Seulement six épisodes pour la première saison (une deuxième est actuellement en préparation) qui est un pari plutôt réussi. Quelques nouveautés ici, qui montrent un certain contraste entre cette série et les films de Romero : les morts-vivants ne déambulent pas à 2km.h-1, ils courent. De surcroît, ils sont autant amateurs de chair humaine que chevaline. Après tout, ils ont faim. Je ne pense pas trop m’avancer en disant qu’on peut y voir un clin d’œil à Survival of the Dead, dernier film de Romero, où les protagonistes cherchent par tous les moyens à faire manger de la viande de cheval aux zombies, dans l’espoir que ces derniers les laissent tranquilles en échange.

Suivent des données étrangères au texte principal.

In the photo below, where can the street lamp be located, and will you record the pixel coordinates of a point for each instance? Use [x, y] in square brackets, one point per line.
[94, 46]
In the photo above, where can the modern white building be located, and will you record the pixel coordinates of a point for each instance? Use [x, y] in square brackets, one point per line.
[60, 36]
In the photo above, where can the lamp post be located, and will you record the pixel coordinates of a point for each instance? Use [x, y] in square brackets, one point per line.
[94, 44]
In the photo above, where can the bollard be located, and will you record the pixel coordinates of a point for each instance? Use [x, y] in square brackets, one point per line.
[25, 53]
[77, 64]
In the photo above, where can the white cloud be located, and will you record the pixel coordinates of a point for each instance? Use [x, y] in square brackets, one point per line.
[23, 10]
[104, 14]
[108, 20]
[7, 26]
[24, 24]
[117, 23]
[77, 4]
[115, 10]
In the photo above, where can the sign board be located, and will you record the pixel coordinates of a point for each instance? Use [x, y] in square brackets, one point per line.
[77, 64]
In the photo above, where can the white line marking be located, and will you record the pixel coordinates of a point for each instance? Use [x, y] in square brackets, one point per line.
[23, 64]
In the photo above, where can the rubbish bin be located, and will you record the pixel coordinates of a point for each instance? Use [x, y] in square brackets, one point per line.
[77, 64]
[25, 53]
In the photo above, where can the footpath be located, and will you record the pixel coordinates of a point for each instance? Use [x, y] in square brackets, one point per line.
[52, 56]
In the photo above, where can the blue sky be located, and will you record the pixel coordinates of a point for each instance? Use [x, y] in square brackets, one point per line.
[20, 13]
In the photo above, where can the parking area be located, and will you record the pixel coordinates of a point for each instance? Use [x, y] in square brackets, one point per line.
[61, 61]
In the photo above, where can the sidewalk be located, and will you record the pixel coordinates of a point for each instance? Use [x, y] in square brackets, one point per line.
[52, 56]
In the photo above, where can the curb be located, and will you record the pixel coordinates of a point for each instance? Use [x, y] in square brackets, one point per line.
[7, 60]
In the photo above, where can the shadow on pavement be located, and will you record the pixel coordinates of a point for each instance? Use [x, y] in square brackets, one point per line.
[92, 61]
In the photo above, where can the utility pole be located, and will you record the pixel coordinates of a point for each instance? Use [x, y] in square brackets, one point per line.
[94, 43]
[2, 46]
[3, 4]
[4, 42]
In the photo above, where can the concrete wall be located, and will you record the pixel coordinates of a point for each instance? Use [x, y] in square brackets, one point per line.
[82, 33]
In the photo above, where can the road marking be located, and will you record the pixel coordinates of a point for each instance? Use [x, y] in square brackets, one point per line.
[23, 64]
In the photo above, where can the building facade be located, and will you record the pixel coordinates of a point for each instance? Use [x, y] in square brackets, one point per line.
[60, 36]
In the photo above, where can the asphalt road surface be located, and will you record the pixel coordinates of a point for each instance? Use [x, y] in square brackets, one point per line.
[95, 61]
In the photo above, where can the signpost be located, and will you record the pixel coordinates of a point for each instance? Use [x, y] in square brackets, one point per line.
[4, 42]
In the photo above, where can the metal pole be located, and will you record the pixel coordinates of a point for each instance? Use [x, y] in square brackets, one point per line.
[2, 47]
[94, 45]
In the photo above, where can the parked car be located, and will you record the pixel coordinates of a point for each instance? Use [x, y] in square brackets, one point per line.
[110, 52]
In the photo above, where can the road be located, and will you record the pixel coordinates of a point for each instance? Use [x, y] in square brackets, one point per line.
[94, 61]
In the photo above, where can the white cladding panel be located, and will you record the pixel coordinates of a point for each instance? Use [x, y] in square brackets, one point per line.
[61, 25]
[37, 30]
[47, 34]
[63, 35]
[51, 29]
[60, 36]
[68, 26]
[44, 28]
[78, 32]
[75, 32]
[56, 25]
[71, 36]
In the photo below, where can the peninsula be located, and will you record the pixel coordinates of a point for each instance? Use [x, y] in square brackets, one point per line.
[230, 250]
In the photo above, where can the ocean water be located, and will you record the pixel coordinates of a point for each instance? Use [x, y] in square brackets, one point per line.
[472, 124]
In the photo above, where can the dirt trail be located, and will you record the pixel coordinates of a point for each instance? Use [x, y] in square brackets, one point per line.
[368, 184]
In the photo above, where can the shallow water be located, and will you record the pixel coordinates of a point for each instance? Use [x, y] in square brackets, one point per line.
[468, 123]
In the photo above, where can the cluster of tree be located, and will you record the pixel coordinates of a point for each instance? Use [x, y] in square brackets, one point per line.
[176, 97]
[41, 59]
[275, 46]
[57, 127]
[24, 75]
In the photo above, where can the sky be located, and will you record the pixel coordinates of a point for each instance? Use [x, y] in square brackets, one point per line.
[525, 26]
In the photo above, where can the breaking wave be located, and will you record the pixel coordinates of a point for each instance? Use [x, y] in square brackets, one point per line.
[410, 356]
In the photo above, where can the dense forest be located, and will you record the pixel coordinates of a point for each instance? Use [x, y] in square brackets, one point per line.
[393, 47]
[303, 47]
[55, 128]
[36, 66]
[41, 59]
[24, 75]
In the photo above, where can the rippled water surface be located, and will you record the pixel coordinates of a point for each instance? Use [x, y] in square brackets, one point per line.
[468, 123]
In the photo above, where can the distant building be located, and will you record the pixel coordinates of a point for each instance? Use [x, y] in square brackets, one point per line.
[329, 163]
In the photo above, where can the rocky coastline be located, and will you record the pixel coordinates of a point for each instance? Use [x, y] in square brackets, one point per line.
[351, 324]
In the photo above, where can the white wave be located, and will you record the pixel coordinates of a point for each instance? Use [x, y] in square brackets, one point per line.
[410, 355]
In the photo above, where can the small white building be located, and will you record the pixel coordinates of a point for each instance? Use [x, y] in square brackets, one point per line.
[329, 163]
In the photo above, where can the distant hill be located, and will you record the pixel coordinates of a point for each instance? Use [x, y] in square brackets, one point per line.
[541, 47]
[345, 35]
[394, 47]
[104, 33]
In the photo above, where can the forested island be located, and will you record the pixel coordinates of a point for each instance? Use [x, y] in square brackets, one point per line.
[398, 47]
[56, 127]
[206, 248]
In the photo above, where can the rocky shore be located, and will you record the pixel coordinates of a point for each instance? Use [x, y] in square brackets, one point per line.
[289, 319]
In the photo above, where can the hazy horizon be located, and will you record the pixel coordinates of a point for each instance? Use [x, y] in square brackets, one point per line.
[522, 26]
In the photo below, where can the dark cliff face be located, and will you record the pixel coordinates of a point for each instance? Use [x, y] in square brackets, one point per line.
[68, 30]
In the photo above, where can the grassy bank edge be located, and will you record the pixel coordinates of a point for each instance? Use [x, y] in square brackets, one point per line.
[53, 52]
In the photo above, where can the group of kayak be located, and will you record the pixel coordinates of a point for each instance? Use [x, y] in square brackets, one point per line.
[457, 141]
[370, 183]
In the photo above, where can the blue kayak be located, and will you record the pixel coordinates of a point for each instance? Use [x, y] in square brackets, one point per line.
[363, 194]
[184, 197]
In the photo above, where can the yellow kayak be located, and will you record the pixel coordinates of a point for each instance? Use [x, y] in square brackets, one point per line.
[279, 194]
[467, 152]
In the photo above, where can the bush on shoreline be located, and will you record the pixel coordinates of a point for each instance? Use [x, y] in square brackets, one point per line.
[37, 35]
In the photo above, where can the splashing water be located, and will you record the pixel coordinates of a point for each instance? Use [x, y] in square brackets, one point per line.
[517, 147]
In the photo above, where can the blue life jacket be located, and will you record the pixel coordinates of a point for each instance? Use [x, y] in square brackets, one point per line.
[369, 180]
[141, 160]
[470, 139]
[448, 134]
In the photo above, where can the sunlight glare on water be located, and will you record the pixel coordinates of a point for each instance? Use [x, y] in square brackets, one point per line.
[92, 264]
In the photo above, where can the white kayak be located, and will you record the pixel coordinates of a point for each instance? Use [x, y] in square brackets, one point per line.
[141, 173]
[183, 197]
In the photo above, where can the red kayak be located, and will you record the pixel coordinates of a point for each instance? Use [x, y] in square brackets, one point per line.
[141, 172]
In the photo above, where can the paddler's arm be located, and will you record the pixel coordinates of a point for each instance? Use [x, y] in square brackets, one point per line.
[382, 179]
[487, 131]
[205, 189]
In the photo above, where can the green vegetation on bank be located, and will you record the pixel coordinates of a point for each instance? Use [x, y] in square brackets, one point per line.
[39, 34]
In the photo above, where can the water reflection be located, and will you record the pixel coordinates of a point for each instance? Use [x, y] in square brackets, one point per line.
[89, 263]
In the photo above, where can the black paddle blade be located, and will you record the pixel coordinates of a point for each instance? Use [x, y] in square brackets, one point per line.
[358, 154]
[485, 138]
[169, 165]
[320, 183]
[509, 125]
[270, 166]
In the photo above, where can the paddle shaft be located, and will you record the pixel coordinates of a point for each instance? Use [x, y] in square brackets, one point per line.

De bonnes idées donc, pour des personnages plutôt convenus, sachant qu’il est bien difficile d’échapper aux lieux communs récurrents dans les films de morts-vivants (refuge dans un lieu prétendu hors de portée des zombies, mort de quelques uns des personnages secondaires, habituels caractères des personnages, comme le bon flic qui fait passer les autres avant lui, jusqu’à mettre sa propre vie en péril).

The Walking Dead ne surprendra pas au premier abord par son originalité mais plaira sans nul doute aux fans de zombies … et aux autres (hey, vous saviez que le verbe dézombifier existait ?).